A fast-spinning electron star sucking in material from a neighbouring red giant. Image: NASA/Dana Berry
Is it possible for a zombie to return to the land of the living? Yes, when we look to the distant universe.
It seems that, as we add more powerful telescopes to our astronomical catalogue, we are capturing more and more rare events in deep space.
The latest one was first seen by the European Space Agency’s (ESA) Integral space observatory in August of last year, but the peculiar findings have just been published to the journal Astronomy & Astrophysics.
At the time, a massive x-ray flare was detected from an unknown source somewhere in the crowded centre of our Milky Way galaxy, leading to astronomers training their telescopes in that direction.

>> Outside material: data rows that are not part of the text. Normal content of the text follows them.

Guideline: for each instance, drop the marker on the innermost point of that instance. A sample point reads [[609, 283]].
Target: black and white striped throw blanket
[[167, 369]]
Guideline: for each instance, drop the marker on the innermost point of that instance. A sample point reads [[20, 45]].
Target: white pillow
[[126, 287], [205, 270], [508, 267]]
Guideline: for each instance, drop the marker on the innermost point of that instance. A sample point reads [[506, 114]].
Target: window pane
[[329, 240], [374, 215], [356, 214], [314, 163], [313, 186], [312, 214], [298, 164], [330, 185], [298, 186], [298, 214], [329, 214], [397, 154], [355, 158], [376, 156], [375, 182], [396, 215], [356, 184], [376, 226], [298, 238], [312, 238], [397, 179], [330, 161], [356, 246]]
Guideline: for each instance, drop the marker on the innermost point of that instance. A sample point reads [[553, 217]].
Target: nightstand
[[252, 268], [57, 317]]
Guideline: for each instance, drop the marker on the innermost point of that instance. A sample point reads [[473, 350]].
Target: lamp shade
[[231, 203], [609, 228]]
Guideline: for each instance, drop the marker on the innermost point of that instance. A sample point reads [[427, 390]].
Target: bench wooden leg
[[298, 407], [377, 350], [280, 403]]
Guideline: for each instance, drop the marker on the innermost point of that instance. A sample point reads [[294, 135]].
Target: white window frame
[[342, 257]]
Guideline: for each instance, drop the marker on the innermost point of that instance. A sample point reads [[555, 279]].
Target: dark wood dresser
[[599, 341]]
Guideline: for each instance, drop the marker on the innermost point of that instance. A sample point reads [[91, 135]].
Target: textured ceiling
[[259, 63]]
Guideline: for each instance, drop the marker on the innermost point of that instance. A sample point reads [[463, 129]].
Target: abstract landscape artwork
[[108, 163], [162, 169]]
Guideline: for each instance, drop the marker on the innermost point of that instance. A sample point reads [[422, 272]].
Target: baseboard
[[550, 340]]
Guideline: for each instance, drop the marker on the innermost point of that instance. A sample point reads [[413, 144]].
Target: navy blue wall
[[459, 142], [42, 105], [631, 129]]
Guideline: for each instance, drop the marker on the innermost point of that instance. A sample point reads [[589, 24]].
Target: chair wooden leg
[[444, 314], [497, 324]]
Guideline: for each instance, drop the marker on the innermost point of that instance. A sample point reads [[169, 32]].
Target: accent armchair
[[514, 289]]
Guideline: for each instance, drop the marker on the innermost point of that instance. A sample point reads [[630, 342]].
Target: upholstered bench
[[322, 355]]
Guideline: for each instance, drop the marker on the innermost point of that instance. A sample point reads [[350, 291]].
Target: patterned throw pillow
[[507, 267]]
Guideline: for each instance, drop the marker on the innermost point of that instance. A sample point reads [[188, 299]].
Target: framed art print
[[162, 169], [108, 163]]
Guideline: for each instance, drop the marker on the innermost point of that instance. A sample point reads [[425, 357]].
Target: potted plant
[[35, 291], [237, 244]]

These observations later revealed a strongly magnetised and slowly rotating neutron star that appeared to be feeding on material from a nearby red giant star, which was once up to eight times larger than our sun but had now reached the end stage of its life.
The neutron star, however, was once even larger, at up to 30 solar masses. After racing through its fuel and exploding in a supernova, it left a spinning stellar ‘zombie’ with a strong magnetic field that packs 1.5 solar masses into a space just 10km across.
While pairings of stars are relatively common in the universe, this discovery of a paired red giant star and neutron star is incredibly rare, as no more than 10 are known to science.
Artist impression depicting winds from a red giant star impacting a neutron star to create prolonged x-ray emission. GIF: ESA
A puzzling event
Readings from the pair reveal some other peculiarities, including the fact that the neutron star spins almost every two hours – very slow compared with other neutron stars, which can spin many times per second.
It also showed that it had a strong magnetic field, which typically points to a young neutron star; a red giant is much older, making this a bizarre couple to have grown up together.
“It might be that either the neutron star magnetic field does not decay substantially with time after all, or the neutron star actually formed later in the history of the binary system,” said Enrico Bozzo, who led the study.
“That would mean it collapsed from a white dwarf into a neutron star as a result of feeding off the red giant over a long time, rather than becoming a neutron star as a result of a more traditional supernova explosion of a short-lived massive star.”